In a new video, a number of Christians living in Iraq expressed their admiration for U.S. President Donald Trump, and their hope that he will make good on promises to assist them and come down hard on the Islamic State.
Asked “What do you think of Donald Trump?” several members of the clergy as well as lay Christians answered that they sensed a positive change after the Obama years, and felt that they were finally being noticed.
Father Immanuel, a Syriac Catholic priest in Mosul, said simply: “I love Trump because he understands this Christian matter in Iraq.”
Archbishop Bashar Warda, the Chaldean Catholic bishop of Erbil, said that he was “really encouraged to see that someone at least is thinking of the Christians and giving, not a priority, but at least attracting attention.”
“For me,” the Archbishop said, “I would say this is probably the first time that an American politician like a president would say, ‘No, there are some people who are dying or are suffering because of their faith and we have to think seriously about that.’”
Though in different words, a common thread running through the responses was the belief that Trump actually cares about persecuted Christians in the Middle East and would do something about it.
Yohanna Toways, a Christian refugee from Qaraqosh, said that Christian and Yezidi minorities had actually prayed to God for Donald Trump to win the election.
“We have confidence in Trump,” Toways said. “Before he was elected, all the Christians and the Yezidi are praying [for him] to win, all of them, and now that he is the president we have the hope he will be the savior of these minorities by his strong decisions.

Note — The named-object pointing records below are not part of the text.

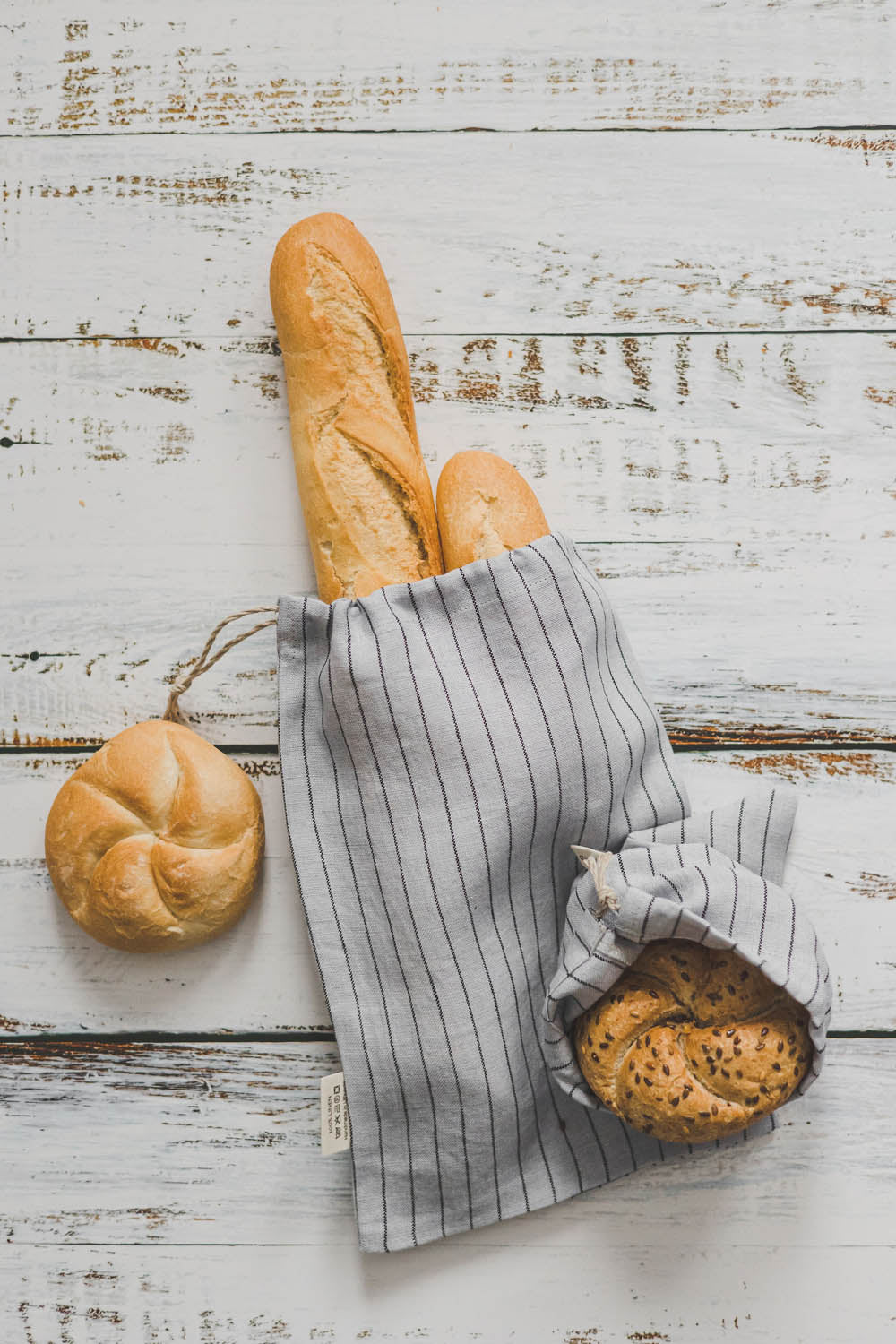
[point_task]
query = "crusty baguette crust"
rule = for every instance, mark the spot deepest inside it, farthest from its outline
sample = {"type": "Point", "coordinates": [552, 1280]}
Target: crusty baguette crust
{"type": "Point", "coordinates": [691, 1043]}
{"type": "Point", "coordinates": [155, 841]}
{"type": "Point", "coordinates": [365, 487]}
{"type": "Point", "coordinates": [485, 508]}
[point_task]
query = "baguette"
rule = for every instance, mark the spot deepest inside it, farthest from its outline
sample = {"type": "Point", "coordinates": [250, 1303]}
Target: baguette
{"type": "Point", "coordinates": [365, 488]}
{"type": "Point", "coordinates": [484, 508]}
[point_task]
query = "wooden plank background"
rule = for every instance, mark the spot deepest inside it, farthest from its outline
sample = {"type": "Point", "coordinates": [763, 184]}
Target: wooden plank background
{"type": "Point", "coordinates": [664, 287]}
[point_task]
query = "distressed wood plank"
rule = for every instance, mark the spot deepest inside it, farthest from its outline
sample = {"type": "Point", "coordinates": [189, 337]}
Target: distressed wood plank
{"type": "Point", "coordinates": [452, 1293]}
{"type": "Point", "coordinates": [292, 65]}
{"type": "Point", "coordinates": [263, 975]}
{"type": "Point", "coordinates": [174, 234]}
{"type": "Point", "coordinates": [207, 1144]}
{"type": "Point", "coordinates": [667, 438]}
{"type": "Point", "coordinates": [748, 457]}
{"type": "Point", "coordinates": [739, 644]}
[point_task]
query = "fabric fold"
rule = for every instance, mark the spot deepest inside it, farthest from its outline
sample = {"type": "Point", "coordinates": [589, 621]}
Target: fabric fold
{"type": "Point", "coordinates": [712, 879]}
{"type": "Point", "coordinates": [444, 745]}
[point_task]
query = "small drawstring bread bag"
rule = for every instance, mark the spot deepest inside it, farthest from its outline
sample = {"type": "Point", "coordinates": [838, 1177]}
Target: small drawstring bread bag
{"type": "Point", "coordinates": [444, 745]}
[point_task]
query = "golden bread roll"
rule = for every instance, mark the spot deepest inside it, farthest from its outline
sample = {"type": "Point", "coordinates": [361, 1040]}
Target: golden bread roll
{"type": "Point", "coordinates": [365, 487]}
{"type": "Point", "coordinates": [156, 840]}
{"type": "Point", "coordinates": [485, 508]}
{"type": "Point", "coordinates": [691, 1043]}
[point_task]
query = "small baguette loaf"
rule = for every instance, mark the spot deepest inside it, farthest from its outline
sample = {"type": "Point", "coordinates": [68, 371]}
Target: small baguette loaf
{"type": "Point", "coordinates": [484, 508]}
{"type": "Point", "coordinates": [365, 487]}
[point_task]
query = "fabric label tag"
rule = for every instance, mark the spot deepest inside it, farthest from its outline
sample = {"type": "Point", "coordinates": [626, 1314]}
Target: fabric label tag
{"type": "Point", "coordinates": [336, 1131]}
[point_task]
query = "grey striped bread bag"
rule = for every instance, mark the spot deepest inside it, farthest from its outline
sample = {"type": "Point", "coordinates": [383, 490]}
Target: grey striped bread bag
{"type": "Point", "coordinates": [444, 745]}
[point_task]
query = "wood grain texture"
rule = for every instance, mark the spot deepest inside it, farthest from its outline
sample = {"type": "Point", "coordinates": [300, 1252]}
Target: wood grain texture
{"type": "Point", "coordinates": [263, 975]}
{"type": "Point", "coordinates": [452, 1293]}
{"type": "Point", "coordinates": [292, 65]}
{"type": "Point", "coordinates": [217, 1144]}
{"type": "Point", "coordinates": [667, 438]}
{"type": "Point", "coordinates": [158, 236]}
{"type": "Point", "coordinates": [759, 465]}
{"type": "Point", "coordinates": [737, 644]}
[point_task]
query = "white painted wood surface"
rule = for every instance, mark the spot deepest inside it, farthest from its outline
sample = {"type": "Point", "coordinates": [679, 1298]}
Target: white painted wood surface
{"type": "Point", "coordinates": [211, 1148]}
{"type": "Point", "coordinates": [711, 414]}
{"type": "Point", "coordinates": [296, 65]}
{"type": "Point", "coordinates": [737, 642]}
{"type": "Point", "coordinates": [460, 1292]}
{"type": "Point", "coordinates": [756, 470]}
{"type": "Point", "coordinates": [164, 236]}
{"type": "Point", "coordinates": [263, 976]}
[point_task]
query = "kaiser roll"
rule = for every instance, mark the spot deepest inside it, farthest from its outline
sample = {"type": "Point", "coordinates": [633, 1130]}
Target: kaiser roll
{"type": "Point", "coordinates": [156, 840]}
{"type": "Point", "coordinates": [692, 1043]}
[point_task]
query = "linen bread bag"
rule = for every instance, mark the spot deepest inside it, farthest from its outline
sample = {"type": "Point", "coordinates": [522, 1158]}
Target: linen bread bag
{"type": "Point", "coordinates": [446, 739]}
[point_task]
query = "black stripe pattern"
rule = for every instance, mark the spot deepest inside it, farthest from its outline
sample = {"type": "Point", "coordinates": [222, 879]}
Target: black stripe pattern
{"type": "Point", "coordinates": [444, 744]}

I think he can help us.”
People also said that Trump offered hope to local Christians, after eight years of a president who did nothing for them.
“People here were more than disappointed with Obama, because he did nothing. So the view of Obama was terrible,” said John Neill, a volunteer aid worker for the Archdiocese of Erbil.
“I think people here are feeling excited about Trump, that he will do something,” Neill continued. “He stated in his election speech that he would do something about Daesh. That is an indication that he will go further and help the minorities in Iraq to get back their lives.”
“If Trump cannot give them hope, then what hope is there?” he added.
Similar sentiments were expressed Father Benedict Kiely, the founder of www.nasarean.org, a Christian aid group that has promoted awareness of Christian persecution in ISIS-dominated territory, especially through the spread of the Arabic ن symbol used to mark the homes of Christians.
“Many people said in our interviews with them that they had hope because he is a strong man,” he said. “God bless him. Let’s be strong and help these people. He promised during the election I remember specifically to be the president for the Christians.”
“So let’s put it into action,” he said.